For second-order logic, it is not possible. One way to see this is that there is a finite axiomatization $P_2$ of Peano arithmetic in second-order logic, which is complete in the sense that for any sentence $\phi$ in this language, either $P_2 \vDash_2\, \phi$ or $P_2 \vDash_2 \lnot \phi$, where $\vDash_2$ indicates second-order logical consequence. In fact we have $P_2 \vDash_2 \,\phi$ if and only if $\phi$ is true in the standard model $\mathbb{N}$. If you could enumerate the set of $\phi$ such that $P_2 \vDash_2 \,\phi$ then this enumeration could be used to construct an enumeration of the set $T$ of all sentences of first-order Peano arithmetic which are true in $\mathbb{N}$. But $T$ is not r.e.; $T$ is not even arithmetically definable.

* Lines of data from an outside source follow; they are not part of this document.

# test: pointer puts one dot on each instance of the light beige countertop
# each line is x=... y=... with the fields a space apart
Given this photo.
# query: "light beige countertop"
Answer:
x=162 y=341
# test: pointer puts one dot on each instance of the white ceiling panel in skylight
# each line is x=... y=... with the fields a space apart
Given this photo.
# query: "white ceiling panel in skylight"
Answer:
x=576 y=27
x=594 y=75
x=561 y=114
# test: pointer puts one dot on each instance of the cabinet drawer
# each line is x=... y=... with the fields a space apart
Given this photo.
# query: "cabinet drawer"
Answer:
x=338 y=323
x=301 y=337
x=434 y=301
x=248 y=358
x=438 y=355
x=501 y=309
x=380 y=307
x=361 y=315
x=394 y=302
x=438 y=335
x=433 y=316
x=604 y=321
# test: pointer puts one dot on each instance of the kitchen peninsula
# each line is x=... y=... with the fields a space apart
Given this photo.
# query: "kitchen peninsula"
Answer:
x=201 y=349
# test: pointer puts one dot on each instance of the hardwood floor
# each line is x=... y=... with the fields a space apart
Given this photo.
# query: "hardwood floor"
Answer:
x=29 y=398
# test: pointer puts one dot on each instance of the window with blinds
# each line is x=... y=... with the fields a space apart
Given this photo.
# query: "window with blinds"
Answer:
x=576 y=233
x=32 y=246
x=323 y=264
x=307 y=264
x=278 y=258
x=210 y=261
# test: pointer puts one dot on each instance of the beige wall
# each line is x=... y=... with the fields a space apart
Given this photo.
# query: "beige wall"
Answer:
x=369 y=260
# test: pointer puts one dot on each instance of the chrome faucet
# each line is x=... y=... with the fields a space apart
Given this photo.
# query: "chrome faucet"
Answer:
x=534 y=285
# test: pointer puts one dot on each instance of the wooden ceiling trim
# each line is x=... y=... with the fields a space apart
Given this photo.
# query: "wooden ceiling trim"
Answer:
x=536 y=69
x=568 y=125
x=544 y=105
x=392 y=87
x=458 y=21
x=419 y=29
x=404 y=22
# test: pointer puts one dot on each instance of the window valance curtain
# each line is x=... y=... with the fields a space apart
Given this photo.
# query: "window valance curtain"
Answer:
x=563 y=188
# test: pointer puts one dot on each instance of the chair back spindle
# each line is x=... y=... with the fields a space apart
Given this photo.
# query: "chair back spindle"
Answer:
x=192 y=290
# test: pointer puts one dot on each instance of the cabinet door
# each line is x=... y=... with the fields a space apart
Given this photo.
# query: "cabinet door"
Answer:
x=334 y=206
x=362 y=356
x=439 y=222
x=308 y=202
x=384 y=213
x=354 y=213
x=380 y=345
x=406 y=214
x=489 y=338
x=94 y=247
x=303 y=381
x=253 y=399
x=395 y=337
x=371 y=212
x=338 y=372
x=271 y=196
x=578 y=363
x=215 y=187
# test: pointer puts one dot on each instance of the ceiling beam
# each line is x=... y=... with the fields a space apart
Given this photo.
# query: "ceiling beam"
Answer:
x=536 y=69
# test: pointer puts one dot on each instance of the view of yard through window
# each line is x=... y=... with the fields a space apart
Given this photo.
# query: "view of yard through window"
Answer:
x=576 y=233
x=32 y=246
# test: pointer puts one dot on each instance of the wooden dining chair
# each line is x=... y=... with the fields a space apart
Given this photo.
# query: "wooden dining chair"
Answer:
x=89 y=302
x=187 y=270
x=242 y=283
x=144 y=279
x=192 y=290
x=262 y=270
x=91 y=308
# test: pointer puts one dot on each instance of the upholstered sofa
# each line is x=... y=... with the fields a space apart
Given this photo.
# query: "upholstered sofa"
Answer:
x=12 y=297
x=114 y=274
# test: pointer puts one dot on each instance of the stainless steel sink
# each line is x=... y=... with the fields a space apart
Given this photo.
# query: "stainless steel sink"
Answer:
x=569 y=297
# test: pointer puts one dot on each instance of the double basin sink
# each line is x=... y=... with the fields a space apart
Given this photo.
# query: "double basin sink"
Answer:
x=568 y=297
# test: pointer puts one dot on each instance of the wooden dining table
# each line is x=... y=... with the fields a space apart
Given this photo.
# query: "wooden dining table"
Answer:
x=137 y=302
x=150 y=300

So second-order logical consequence is not even arithmetically definable.

In reality, second-order logical validity encompasses far more than just the first-order theory of $\mathbb{N}$. It also includes, for example, either the continuum hypothesis or its negation: there is a sentence $\psi$ of second-order logic such that if CH holds then $\psi$ is a second-order validity and if CH fails then $\lnot \psi$ is a second-order validity. Other set-theoretic statements can also be captured by second-order sentences in this way.